Some people maintain that all projects should be in a single database with an advanced set of namespaces and viewing options; more specific suggestions for reuniting the projects include a unified login scheme, unified or aggregate recentchanges, improved interproject/interlanguage links, and a special interface for translations (links).
The diametrically opposed position, that all projects should exist completely independently in all languages, without encouraging translation, without special interproject links, and without any sort of policy coordination, is not popular. However, one can find community members who maintain each of those positions to some degree.

Reducing repetition

[edit]

One problem with maintaining content in multiple languages is that updates have to be repeated in many languages. For Wikipedia and most other Wikimedia projects, this is presently of a secondary concern, because the human effort required to translate new changes exceeds the effort required to notify people that a change has occurred.
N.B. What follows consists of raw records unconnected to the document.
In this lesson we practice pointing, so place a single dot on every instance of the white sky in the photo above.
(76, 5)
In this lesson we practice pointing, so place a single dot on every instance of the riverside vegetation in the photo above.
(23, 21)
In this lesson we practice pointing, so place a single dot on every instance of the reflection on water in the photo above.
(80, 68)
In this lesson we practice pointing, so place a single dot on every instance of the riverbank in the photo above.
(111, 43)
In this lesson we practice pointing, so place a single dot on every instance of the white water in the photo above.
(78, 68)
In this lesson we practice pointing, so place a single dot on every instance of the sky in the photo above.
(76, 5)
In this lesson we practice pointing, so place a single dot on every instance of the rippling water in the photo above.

Exceptions to this rule are interwiki links, which should be [with rare exceptions] the same in all languages, for all articles linked together; there adding a single link can require updating dozens of pages in different languages. Wiktionary is a far more striking example; if the English entry for a word includes its translation and definition in a dozen languages, the entries in those other languages will contain exactly the same content (save for the names of the languages involved, and terms like "noun", "obsolete" -- the metadata about parts of that entry).

As Wiktionary has become more multilingual, the pressure to recombine its databases to avoid such repetition has grown stronger.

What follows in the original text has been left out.